Digital effects producer

Born: December 28, 1964;

Died: September 15, 2019

STUART McAra, who has died of cancer aged 54, did not know exactly what he wanted to do when he was at school, but he loved trips to the cinema with his dad and knew from a very early age that he wanted to do something in the film business.

He was no A student and his first job was in McDonald's. A film-making course in Bournemouth led to a job as a general dogsbody with the Computer Film Company in London and ultimately a distinguished career that saw him working on ground-breaking digital effects on Braveheart, Star Trek, Avengers and Harry Potter movies.

“He worked for all the primary companies and was pretty much at the forefront of it all,” said Jeremy Hall, who worked with him at the Computer Film Company in Los Angeles and later at Pukeko in New Zealand, where McAra revisited a childhood enthusiasm, working on a digital revival of Thunderbirds.

“CFC were the first company to build a complete digital pipeline,” said Hall. “He was there at the beginning of the story with CFC and then went to LA and was at the forefront of digital work in LA.

“Then the first Harry Potter was instrumental in creating the industry in London as it is now.

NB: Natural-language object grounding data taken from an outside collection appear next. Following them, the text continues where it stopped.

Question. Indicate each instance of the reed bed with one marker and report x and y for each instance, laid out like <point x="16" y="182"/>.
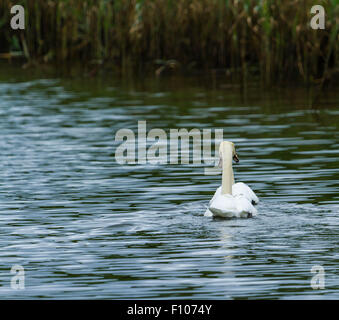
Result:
<point x="268" y="38"/>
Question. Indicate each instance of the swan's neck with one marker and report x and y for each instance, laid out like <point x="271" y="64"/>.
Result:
<point x="227" y="172"/>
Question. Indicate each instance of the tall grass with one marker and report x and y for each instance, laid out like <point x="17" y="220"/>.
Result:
<point x="268" y="38"/>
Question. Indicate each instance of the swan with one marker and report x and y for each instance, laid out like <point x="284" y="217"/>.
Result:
<point x="231" y="199"/>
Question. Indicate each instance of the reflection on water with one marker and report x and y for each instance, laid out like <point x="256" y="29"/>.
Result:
<point x="85" y="227"/>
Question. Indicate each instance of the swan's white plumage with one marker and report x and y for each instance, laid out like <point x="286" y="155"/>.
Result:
<point x="238" y="204"/>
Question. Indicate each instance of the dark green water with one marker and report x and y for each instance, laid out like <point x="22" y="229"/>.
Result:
<point x="83" y="226"/>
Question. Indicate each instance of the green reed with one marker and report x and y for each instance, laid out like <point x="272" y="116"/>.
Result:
<point x="268" y="38"/>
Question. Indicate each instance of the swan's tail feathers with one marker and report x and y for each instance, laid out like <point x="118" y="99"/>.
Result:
<point x="242" y="189"/>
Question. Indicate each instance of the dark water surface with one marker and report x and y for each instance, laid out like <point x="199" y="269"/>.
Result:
<point x="83" y="226"/>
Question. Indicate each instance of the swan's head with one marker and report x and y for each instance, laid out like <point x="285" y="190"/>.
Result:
<point x="227" y="148"/>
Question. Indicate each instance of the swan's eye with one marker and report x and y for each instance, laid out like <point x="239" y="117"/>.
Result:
<point x="235" y="158"/>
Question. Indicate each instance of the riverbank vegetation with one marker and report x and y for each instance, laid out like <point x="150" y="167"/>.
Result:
<point x="270" y="39"/>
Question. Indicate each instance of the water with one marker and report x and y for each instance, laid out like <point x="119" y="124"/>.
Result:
<point x="83" y="226"/>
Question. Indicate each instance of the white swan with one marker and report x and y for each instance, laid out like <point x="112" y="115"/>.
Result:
<point x="231" y="199"/>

It is significant that he was involved in so many companies and doing it with ILM (George Lucas’s company) in Singapore.”

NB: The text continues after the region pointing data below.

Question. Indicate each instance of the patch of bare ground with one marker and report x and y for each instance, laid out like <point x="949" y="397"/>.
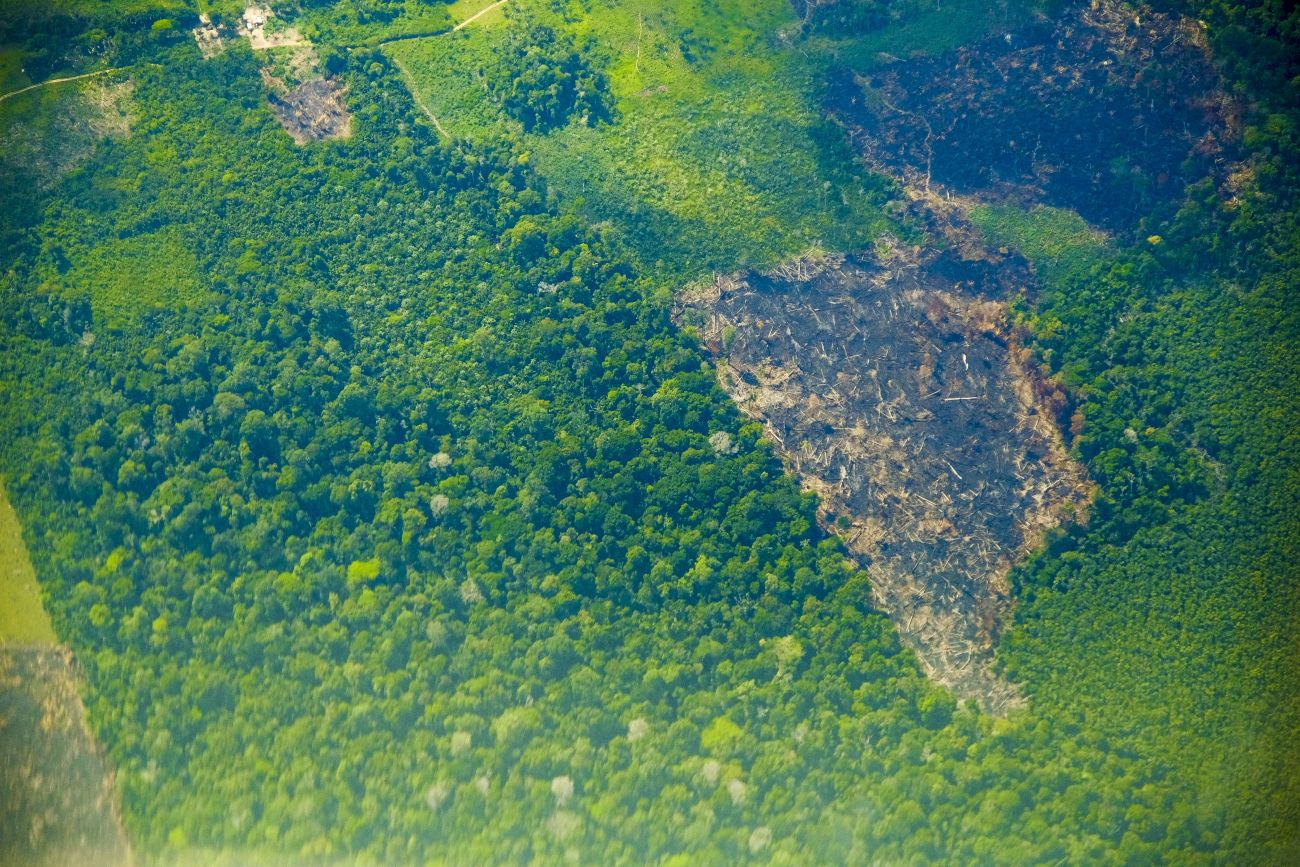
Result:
<point x="56" y="788"/>
<point x="311" y="111"/>
<point x="47" y="148"/>
<point x="896" y="389"/>
<point x="1108" y="109"/>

In Harry Potter and the Philosopher’s Stone (2001) there were dozens of candles suspended on wires above the pupils’ heads in the Great Hall at Hogwarts and the digital team were tasked with blanking out the wires. But the candles burned through the wires and fell onto the tables, endangering the actors. So the filmmakers had to add the flickering candles to the film digitally instead.

Stuart Bannerman McAra was born in Edinburgh in 1964, the only child of two civil servants Robin and Cookie. He went to Stewart’s Melville and Flora Stevenson Primaries and then Broughton High.

He loved films and television, especially Disney cartoons (though he was less keen on the corporation later on when it took over ILM) and the Gerry Anderson programmes Thunderbirds and Captain Scarlet. An aunt made him a replica Captain Scarlet outfit with tunic and cap.

After discovering a video camera in a storeroom at Broughton, he made several silent shorts. After a very brief stint at McDonald's, he sold personal computers and spent 18 months as a stagehand with Theatre Workshop in Stockbridge in Edinburgh.

His time at Bournemouth and Poole College convinced him that he did not want the stress and workload of being a producer or director and he began his professional career as a “runner” at CFC, the Computer Film Company, but was soon working on rudimentary digital visual effects.

This was the early days of digital work and he was responsible for doing things like removing aeroplane vapour trails in period dramas and was credited as an “additional compositor” on the Oscar-winning film Braveheart (1995). A persuasive individual, McAra convinced CFC to broaden their horizons and allow him to go to California to open an office there.

Returning to London, he did a lot of digital work with Cinesite Europe and was visual or digital effects producer on Mission: Impossible II (2000), Lara Croft: Tomb Raider (2001) and the first Harry Potter films.

He worked for several other companies before moving to Singapore after George Lucas’s company Industrial Light and Magic began operations there and he was visual effects producer there on Transformers: Dark of the Moon (2011), Rango (2011), the superhero movie Avengers Assemble (2012) and Star Trek into Darkness (2013).

After Disney took over ILM, he returned to Scotland, where he worked on converting an old school building into a home in Speyside whisky country. He called it “The Ranch”.

He drew enthusiastic crowds at the Moray Science Festival demonstrating how digital effects work, recording children against a green screen and then matching the recording to a new background, and enabling youngsters to see themselves fly through the air in a quidditch match.

But digital effects commissions were limited in the North of Scotland and in a fairly dramatic, though temporary career switch he drove a forklift truck for the beer company BrewDog, before a phone call took him to New Zealand and the chance to work on Thunderbirds with Pukeko, an offshoot of Peter Jackson’s Weta Company.

The original Thunderbirds show in the 1960s had used marionettes on scale-model backgrounds. The revived series Thunderbirds are Go, a co-production between Pukeko and ITV, combined digitally animated characters and scale models.

McAra was diagnosed with prostate cancer at the end of 2015, but continued working. In an episode in the second season of Thunderbirds are Go in 2017 a character was created in McAra’s likeness and he provided the voice.

A brief marriage ended in divorce. He did not have children. He is survived by his parents and his partner Natalie Stevens, who also works in the film industry.